Pemimpin Hong Kong mengumumkan penarikan RUU ekstradisi yang kontroversial

Pemimpin Hong Kong Carrie Lam pada hari Rabu mengumumkan penarikan RUU ekstradisi yang memicu berbulan-bulan kerusuhan dan melemparkan kota yang dikuasai Cina itu ke dalam krisis terburuk dalam beberapa dasawarsa, menurut sebuah sumber dengan pengetahuan tentang masalah tersebut kepada Reuters.

Berita nasional.co – Pengumuman, dalam pertemuan internal dengan anggota parlemen pro-pembentukan dan delegasi Hong Kong dari Kongres Rakyat Nasional China, datang hanya dua hari setelah Reuters mengungkapkan bahwa Lam mengatakan kepada para pemimpin bisnis minggu lalu dia telah menyebabkan “malapetaka yang tak termaafkan” dengan memperkenalkan RUU tersebut.

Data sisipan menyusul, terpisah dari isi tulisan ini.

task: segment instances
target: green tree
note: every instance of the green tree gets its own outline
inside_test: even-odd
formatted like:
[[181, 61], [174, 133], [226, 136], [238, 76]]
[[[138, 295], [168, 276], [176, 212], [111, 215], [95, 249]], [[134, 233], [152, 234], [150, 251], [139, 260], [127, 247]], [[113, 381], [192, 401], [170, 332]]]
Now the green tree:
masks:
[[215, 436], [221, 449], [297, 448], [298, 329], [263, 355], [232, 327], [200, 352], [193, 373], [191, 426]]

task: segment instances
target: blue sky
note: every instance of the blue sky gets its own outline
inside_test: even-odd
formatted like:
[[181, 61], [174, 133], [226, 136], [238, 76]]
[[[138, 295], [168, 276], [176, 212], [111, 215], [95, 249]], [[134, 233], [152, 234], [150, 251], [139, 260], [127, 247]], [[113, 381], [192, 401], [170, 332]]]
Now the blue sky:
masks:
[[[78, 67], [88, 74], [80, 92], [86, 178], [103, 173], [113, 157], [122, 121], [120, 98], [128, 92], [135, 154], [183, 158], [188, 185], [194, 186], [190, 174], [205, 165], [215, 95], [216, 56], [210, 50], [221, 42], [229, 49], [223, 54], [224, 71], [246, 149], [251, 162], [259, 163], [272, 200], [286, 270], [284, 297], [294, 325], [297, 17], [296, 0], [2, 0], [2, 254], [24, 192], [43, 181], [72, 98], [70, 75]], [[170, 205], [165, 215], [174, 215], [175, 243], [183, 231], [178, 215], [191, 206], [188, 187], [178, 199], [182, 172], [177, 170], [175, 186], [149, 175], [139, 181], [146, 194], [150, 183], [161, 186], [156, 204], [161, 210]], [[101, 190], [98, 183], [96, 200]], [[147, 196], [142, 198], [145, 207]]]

Jika dia punya pilihan, dia akan meminta maaf dan mengundurkan diri, menurut rekaman audio yang bocor ..

Protes terhadap RUU di bekas koloni Inggris dimulai pada bulan Maret tetapi turun salju pada bulan Juni dan telah berkembang menjadi dorongan untuk demokrasi yang lebih besar.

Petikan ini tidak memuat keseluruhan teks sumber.